I was diagnosed with an auto-immune disease as a kid so I’ve always known that there was something different about me physically than others. However, what I wasn’t prepared for was a secondary diagnosis about seven years later. I was part of a campus organization that raised money for kids charities. One of the events we held was a 24 hour dance marathon. I was participating in the dance marathon and noticed that as the marathon progressed my feet were in more and more pain. It wasn’t the type of pain that comes with your shoes being too tight, or just from being on them a long time. It was a sharp and focused pain. I finished the marathon and took to bed for a couple of days thinking it would resolve itself; it did not resolve itself.
This began my consultation with doctors and each doctor would give me a different explanation. I remember the day that rheumatologist said that I was one of 3% of psoriasis patients that get something called “psoriatic arthritis”. I went on a course of anti-inflamatory medication and it helped, but I still woke up every morning with pain. In addition to the pain, I was also taking a new set of medications and had to watch for the side-effects that accompanied the new medications.

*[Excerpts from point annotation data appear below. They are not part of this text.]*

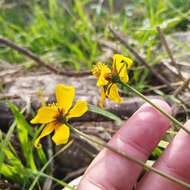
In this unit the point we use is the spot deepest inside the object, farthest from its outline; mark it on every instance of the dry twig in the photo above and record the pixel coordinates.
(39, 61)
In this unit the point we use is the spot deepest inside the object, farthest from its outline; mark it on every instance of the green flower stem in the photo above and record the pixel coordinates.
(175, 121)
(131, 158)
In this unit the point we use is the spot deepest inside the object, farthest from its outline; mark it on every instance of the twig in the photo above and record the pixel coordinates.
(124, 41)
(173, 61)
(39, 61)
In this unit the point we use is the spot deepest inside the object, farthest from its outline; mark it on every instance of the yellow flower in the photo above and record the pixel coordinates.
(107, 78)
(56, 115)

It was a shift for me because I now had more than one health challenge to keep tabs on and they were impacted by each other.

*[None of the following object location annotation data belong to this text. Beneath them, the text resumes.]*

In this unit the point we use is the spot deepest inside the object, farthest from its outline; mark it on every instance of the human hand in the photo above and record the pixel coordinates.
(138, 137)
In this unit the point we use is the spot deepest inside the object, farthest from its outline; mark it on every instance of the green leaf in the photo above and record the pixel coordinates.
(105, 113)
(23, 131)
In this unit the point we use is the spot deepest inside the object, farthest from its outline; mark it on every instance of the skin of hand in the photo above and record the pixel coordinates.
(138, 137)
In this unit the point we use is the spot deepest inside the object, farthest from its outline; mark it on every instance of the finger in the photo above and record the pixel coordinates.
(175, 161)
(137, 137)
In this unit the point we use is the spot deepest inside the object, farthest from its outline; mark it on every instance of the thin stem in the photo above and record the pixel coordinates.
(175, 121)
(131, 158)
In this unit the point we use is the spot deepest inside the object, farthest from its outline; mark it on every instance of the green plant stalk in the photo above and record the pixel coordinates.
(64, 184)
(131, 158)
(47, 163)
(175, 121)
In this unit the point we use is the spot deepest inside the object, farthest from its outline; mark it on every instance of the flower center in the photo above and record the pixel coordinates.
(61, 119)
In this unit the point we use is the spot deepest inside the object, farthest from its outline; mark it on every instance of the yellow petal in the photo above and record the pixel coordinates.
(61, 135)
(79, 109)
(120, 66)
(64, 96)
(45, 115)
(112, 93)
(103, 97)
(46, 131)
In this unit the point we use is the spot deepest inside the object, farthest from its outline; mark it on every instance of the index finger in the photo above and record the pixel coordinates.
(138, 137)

There was a day of surrender when I said to myself that “This is my life…now”. I would always be at risk of being incapacitated by pain and the possibility of being unable to walk. I would always have a new specialist in my life. I would always be walking the tightrope balancing the triggers of both diagnoses. If I took it as a bad thing I’d be giving myself the license to be miserable forever. Understanding that “This is my life…now” was freeing. It allowed me to explore new treatments both traditional and complementary. Once I embraced the statement, “This is my life…now” I felt more in control of my life and my illness.
How will you make this statement part of your life? What steps do you need to take to embrace this paradigm shift?